Il “Decreto sicurezza” di Salvini, e prima ancora il famigerato accordo con la Libia del ministro Minniti con il Governo Gentiloni, prescindendo dalla pur essenziale valutazione politico-culturale per il fatto che abbiano violato norme democratiche sancite dalla Costituzione, dalle leggi internazionali e dalla Convenzione internazionale sui diritti dell’uomo, che risultati hanno conseguito?

Qualche mese fa il Presidente del Consiglio, nella conferenza stampa di presentazione del “Decreto Rilancio”, aveva al suo fianco la titolare del Ministero delle politiche agricole alimentari e forestali, la senatrice Teresa Bellanova, che tra le lacrime annunciava un provvedimento che avrebbe finalmente permesso l’emersione del lavoro nero nell’agricoltura e non solo, regolarizzando anche la presenza di migliaia di lavoratori stranieri. Era un momento in cui si temeva che nelle campagne sarebbe mancata la manodopera per consentire la raccolta estiva. Quali sono i risultati ottenuti? Oggi in Italia abbiamo 600mila nuovi immigrati regolari? Nel frattempo leggiamo altre notizie: in un’operazione contro il caporalato: la Guardia di Finanza di Cosenza ha arrestato 52 persone, ha sequestrato 14 aziende agricole, 12 si trovano in Basilicata e due in provincia di Cosenza. Ancora, uno dei più noti imprenditori agricoli del Foggiano è stato arrestato con l’accusa di intermediazione illecita e sfruttamento del lavoro. Nessuno osa fare raffronti tra queste notizie e il provvedimento del Governo.

Altri provvedimenti legati al “Decreto Rilancio” aspettano ancora il varo di regolamenti attuativi e quindi non sono operativi. Intanto si aspetta il Decreto Semplificazione, per l’ennesima volta annunciato con grande enfasi come un provvedimento che dovrebbe risolvere tante, se non tutte, le incongruenze dell’azione amministrativa.

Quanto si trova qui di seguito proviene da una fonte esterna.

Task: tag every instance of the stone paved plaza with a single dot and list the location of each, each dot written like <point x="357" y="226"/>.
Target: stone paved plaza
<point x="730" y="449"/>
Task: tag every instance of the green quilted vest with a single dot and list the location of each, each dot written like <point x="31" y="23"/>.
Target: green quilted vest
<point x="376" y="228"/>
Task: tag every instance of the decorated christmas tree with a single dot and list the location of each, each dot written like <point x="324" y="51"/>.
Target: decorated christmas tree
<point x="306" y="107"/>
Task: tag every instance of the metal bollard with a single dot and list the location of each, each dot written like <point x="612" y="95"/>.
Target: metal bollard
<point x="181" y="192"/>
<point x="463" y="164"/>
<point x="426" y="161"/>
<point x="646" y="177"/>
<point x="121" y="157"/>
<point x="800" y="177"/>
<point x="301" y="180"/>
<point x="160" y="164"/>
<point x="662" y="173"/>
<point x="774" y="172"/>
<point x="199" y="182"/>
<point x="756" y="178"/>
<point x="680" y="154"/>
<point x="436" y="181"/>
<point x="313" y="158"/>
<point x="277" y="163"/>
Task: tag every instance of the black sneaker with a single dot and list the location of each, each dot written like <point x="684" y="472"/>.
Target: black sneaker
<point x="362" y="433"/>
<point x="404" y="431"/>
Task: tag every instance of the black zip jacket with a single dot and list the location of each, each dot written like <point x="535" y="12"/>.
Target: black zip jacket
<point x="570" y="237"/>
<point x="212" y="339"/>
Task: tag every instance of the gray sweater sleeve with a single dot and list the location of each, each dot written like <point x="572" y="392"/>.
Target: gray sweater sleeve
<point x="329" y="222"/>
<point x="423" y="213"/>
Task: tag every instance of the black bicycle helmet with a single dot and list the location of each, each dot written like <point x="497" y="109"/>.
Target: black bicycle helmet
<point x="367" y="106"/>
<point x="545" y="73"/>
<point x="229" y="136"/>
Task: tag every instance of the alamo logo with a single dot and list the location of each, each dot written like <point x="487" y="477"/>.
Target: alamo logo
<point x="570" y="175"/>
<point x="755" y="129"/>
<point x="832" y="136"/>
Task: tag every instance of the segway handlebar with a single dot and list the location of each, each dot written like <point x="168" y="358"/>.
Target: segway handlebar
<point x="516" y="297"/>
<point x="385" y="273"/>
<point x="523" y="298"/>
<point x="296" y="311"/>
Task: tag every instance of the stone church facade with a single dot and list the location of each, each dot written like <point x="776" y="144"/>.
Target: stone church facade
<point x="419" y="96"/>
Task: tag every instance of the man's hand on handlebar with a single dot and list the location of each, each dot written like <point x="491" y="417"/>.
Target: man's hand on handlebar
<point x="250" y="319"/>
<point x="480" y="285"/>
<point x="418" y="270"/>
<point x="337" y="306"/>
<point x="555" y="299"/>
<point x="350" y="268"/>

Purtroppo a questa incapacità politico-istituzionale non si contrappone un agire di forze sociali organizzate. Le grandi organizzazioni sindacali sono le grandi assenti in questa delicata e per certi versi drammatica fase. La sensazione è che siano ancora in regime di lockdown, rinchiuse nelle loro sedi a contare iscritti e voti, nel tentativo di far quadrare i bilanci. Pare che ormai basti loro essere parte del sistema dei “gruppi di pressione”, di essere ascoltate in sede istituzionale nella migliore delle ipotesi e di far parte dello scenario mediatico. Una cosa è certa: il 5 luglio a Roma in Piazza san Giovanni c’erano organizzazioni piccole, di giovani e di immigrati, c’era Aboubakar Soumahoroche e la sua USB, con tanti che lottano per non essere dimenticati e schiavizzati ma mancavano CGIL, CISL e UIL.

Così pare che l’Italia abbia smarrito Zazà, nella confusione della banda di Pignataro.